# A small CVPC pipe compatibility problem ??



## cda (May 27, 2018)

https://www.dallasnews.com/news/inv...er-hotel-round-clock-fire-watch-guests-warned


----------



## tmurray (May 28, 2018)

Good reinforcement to always double check the acceptable materials on the fire stopping design.


----------



## ICE (May 28, 2018)

tmurray said:


> Good reinforcement to always double check the acceptable materials on the fire stopping design.


Yes...and there’s more to the story than just compatibility of the materials.  The plans almost never identify fireblock material.  I always ask the architect to be specific.  Quite often that takes a while.  I don't know why a contractor would simply go to Home Depot and look for the least expensive fireblock and call it good.  Sometimes they ask what I will accept.  I reply that the one specified on the plans is okay with me.

Then there's the contractor that tells me that if it's not on the plans, it's not required.  It is never a surprise because by the time we get to fire-stopping that contractor has already been exposed.


----------



## Phil (May 28, 2018)

I'm curious, is CPVC allowed in a building of this size? Wikipedia says it has 19 floors.


----------



## ICE (May 28, 2018)

Phil said:


> I'm curious, is CPVC allowed in a building of this size? Wikipedia says it has 19 floors.

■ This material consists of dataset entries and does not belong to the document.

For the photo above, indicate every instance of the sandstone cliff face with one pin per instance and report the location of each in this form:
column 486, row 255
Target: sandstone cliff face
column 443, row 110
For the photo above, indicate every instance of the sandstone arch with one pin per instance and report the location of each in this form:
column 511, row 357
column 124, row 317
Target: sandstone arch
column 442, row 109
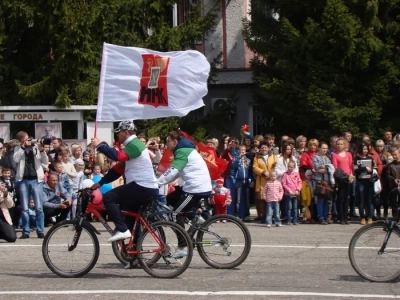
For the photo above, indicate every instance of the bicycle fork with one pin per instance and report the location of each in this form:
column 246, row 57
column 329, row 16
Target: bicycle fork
column 389, row 233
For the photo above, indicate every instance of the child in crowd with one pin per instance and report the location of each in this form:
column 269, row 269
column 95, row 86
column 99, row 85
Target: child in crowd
column 15, row 212
column 307, row 197
column 63, row 179
column 243, row 173
column 68, row 167
column 291, row 183
column 273, row 192
column 86, row 159
column 97, row 171
column 393, row 175
column 77, row 182
column 221, row 197
column 32, row 214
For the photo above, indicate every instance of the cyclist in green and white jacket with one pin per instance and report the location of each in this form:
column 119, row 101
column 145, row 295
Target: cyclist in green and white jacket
column 191, row 167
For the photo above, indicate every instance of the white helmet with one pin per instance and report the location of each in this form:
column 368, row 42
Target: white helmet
column 125, row 125
column 87, row 183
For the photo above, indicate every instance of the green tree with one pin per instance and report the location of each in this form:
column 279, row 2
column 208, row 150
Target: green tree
column 50, row 51
column 325, row 66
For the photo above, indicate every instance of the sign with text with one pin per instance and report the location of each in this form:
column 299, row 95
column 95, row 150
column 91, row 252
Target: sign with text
column 5, row 132
column 40, row 116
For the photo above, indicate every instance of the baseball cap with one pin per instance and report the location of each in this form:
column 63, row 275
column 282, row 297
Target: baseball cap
column 125, row 125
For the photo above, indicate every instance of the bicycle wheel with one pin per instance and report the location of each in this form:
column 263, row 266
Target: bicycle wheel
column 120, row 254
column 165, row 263
column 70, row 250
column 366, row 256
column 223, row 242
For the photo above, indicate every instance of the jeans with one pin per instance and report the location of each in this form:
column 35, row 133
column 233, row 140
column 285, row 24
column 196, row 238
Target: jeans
column 322, row 209
column 291, row 208
column 230, row 184
column 342, row 202
column 7, row 231
column 272, row 206
column 365, row 193
column 353, row 197
column 242, row 199
column 27, row 189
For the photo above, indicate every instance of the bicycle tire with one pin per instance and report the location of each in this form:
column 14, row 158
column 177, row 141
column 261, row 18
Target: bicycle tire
column 117, row 252
column 201, row 249
column 147, row 264
column 357, row 264
column 58, row 271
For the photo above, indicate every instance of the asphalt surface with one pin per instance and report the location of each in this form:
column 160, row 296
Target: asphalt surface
column 291, row 262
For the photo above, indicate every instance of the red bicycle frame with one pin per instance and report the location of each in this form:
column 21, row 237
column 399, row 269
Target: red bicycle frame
column 95, row 209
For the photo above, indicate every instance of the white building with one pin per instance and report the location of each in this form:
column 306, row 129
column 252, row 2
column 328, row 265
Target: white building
column 234, row 76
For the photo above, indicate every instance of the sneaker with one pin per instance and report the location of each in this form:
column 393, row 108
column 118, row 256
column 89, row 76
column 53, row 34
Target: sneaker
column 247, row 219
column 180, row 253
column 129, row 266
column 120, row 236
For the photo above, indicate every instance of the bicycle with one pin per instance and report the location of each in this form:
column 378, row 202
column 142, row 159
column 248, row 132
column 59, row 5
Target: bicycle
column 372, row 243
column 154, row 248
column 203, row 237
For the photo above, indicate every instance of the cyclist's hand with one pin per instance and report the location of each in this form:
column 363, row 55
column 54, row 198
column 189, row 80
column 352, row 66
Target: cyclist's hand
column 95, row 186
column 95, row 142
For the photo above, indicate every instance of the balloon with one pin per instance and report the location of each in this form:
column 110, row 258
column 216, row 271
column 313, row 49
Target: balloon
column 87, row 183
column 105, row 187
column 244, row 131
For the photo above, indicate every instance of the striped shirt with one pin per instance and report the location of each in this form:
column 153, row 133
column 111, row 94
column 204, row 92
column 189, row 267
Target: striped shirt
column 273, row 191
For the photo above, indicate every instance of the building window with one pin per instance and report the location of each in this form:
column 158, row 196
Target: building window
column 184, row 9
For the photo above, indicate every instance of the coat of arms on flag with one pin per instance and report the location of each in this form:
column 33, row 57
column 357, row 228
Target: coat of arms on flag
column 138, row 83
column 153, row 84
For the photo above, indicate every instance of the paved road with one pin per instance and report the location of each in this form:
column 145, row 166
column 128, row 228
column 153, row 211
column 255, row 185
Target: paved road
column 292, row 262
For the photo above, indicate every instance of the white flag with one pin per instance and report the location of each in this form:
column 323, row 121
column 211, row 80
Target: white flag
column 137, row 83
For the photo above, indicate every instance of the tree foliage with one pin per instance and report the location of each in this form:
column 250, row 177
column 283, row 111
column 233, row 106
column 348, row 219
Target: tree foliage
column 50, row 51
column 325, row 66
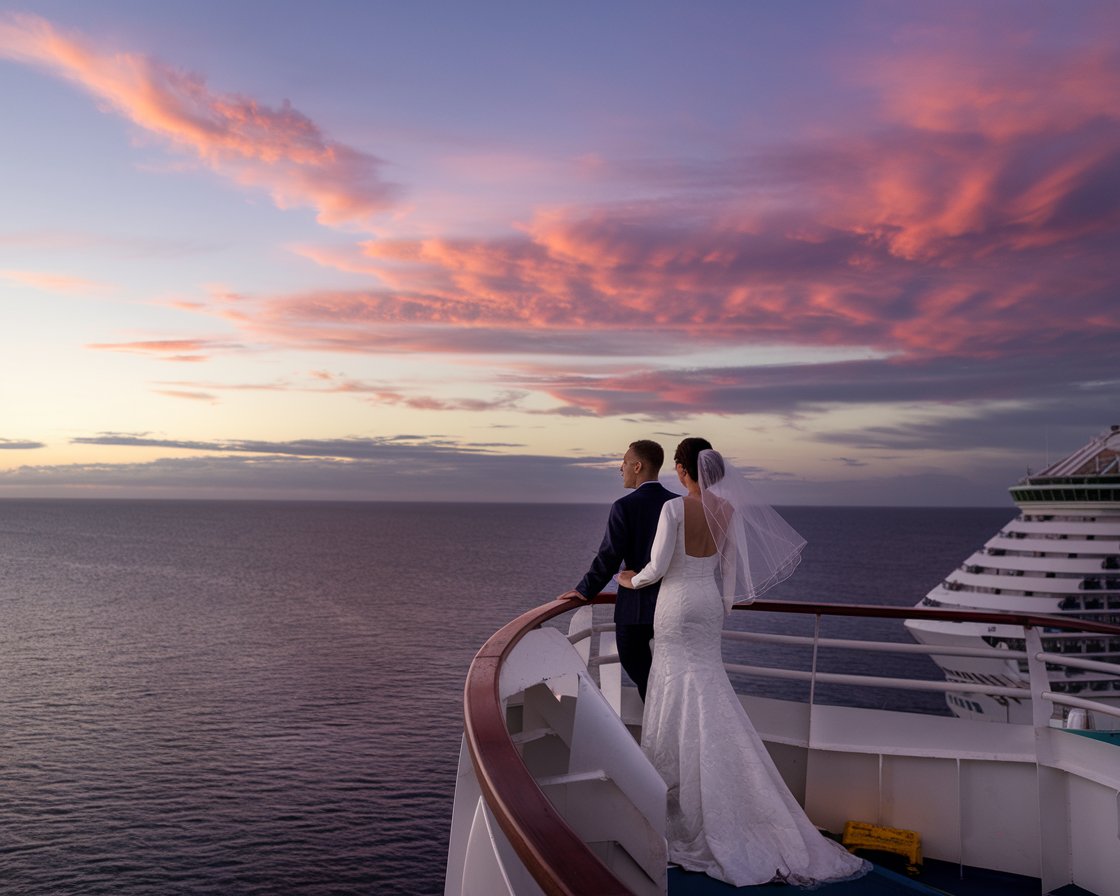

I was curious about that as well.  The first time that I encountered plastic sprinkler pipe I thought it was a typo.  But no....it’s legit....melts in a fire but costs a lot less....as it should.

Plastic is a gamble.  When Sonic Care toothbrushes came on the market I purchased one from my dentist. Two months later the case cracked.  I returned it to the dentist and he replaced it.  Some months later it happened again.  The dentist accused me of abusing the toothbrush and said that he would not replace it a third time.  When the third toothbrush cracked I contacted Sonic Care.  The first question was what toothpaste do I use.  The answer was Arm&Hammer baking soda toothpaste.  I was told that the toothpaste was destroying the plastic.  Sonic Care replaced the toothbrush and I switched to another brand of toothpaste.


----------



## cda (May 28, 2018)

Phil said:


> I'm curious, is CPVC allowed in a building of this size? Wikipedia says it has 19 floors.



Yes 

It normally can be used for light hazard, which apartments are.

Normally covered by sheetrock

There is just a long list of in compatible materials with CVPC, that is ignored and other trades do not know about.

So pipe is installed and other various materials are applied to it, in places.


----------



## tmurray (May 28, 2018)

What about the other point in the article?

Do building occupants have a right to know when there are unsafe conditions? Is it the owner's responsibility to tell them?

Seems like a big 180 from the buyer beware we typically see...


----------



## steveray (May 29, 2018)

The FD is buying the liability by making all that money on fire watch.....The building either needs to be safe or shut down until it is. The FD thinks they are equivalent and hopefully nothing happens...


----------